Bestinau got that-
Mitochondrial donation becomes legal in Australia, with a controversial bill passed by the Senate after a vote of conscience.
Most important points:
- Bill for what’s known as “Maeve’s Law” to legalize mitochondrial donation passed Thursday night
- Reproductive technology is designed to help parents avoid passing on a potentially fatal disease
- Federal Health Secretary Greg Hunt, who has supported the bill, says the new law will give many hopes, but others have urged caution
A bill to allow the technology under the so-called “Maeve’s Law” was passed last night by 37 votes to 17.
The act was named in honor of a little girl named Maeve Hood, who has severe mitochondrial disease.
Supporters, from bereaved families to scientific heavyweights, are celebrating the decision.
But other experts are calling for caution, with some arguing that the decision to legalize the technology was premature.
Federal Health Secretary Greg Hunt was an outspoken supporter of the bill.
In a statement posted on Twitter Wednesday night, he acknowledged Maeve and her mother, Sarah, who live in his electorate and have inspired the bill.
“It is the world’s leading mitochondrial legislation to give hope to families across Australia,” said Mr Hunt.
Attorney David Thorburn, a mitochondrial researcher at the Murdoch Children’s Research Institute, welcomed the decision.
“Mitochondrial diseases affect at least one child born in Australia every week,” said Professor Thorburn.

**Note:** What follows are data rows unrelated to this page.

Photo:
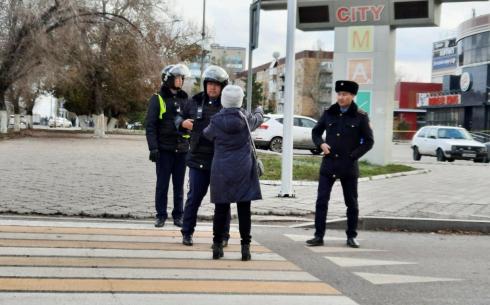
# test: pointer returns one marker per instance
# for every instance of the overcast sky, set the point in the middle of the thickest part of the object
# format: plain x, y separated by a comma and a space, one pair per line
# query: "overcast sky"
228, 23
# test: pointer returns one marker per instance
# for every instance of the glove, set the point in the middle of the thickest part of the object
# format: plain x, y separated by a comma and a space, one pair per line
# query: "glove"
154, 155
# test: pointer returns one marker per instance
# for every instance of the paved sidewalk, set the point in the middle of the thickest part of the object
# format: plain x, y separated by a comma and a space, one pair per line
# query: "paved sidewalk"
112, 177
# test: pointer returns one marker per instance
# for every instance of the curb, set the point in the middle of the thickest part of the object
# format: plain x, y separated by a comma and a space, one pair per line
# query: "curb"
377, 177
371, 223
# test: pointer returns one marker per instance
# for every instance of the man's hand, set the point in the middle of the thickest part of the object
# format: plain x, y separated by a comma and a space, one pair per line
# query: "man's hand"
325, 148
188, 124
154, 155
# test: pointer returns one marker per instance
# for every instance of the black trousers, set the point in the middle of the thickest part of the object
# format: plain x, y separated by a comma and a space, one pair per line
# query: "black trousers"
349, 188
221, 212
198, 187
170, 164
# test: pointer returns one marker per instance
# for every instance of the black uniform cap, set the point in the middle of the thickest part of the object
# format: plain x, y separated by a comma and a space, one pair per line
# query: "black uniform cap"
347, 86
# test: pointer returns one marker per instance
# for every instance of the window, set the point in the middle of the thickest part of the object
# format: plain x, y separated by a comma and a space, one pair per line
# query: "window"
422, 133
433, 133
308, 123
296, 122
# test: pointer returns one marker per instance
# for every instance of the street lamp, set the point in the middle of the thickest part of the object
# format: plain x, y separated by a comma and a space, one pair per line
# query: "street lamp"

“Affected patients typically suffer from a serious illness affecting their brain, heart or other organ systems and die prematurely, ranging from infancy to middle age.
Professor Thorburn said the bill will protect against misuse of the technology.
“The regulation has safeguards in place to ensure that it can only be used for its intended purpose and that the reforms are in line with international standards and best practices.”
But mitochondrial genetics researcher Jus St. John of the University of Adelaide expressed concern.
“The Australian Parliament has taken a big step into the unknown,” he said.
His lab is currently trying to determine how safe mitochondrial donation is.
“If it’s safe and there are no side effects, I’d like to see it implemented, but until we’re absolutely sure, I have big reservations about using it,” he said.
“We don’t have enough data from large animal models that are comparable to humans in embryology, physiology, etc.
“The adoption of this legislation is at least five years early and we have to wait for the data to be available to validate the technology or otherwise.”
Catherine Mills, director of the Monash Bioethics Center at Monash University, described the decision as “an important step forward” but stressed that ethical issues lie ahead.
“We also need to keep in mind that there is still a lot of work to be done to ensure that the actual implementation of mitochondrial donation in Australia is done in an ethically robust manner,” she said.
“It is important to ensure that this balances the interests of all stakeholders, including parents, egg, in a proper way [egg] donors and the children who may be born with this technology.”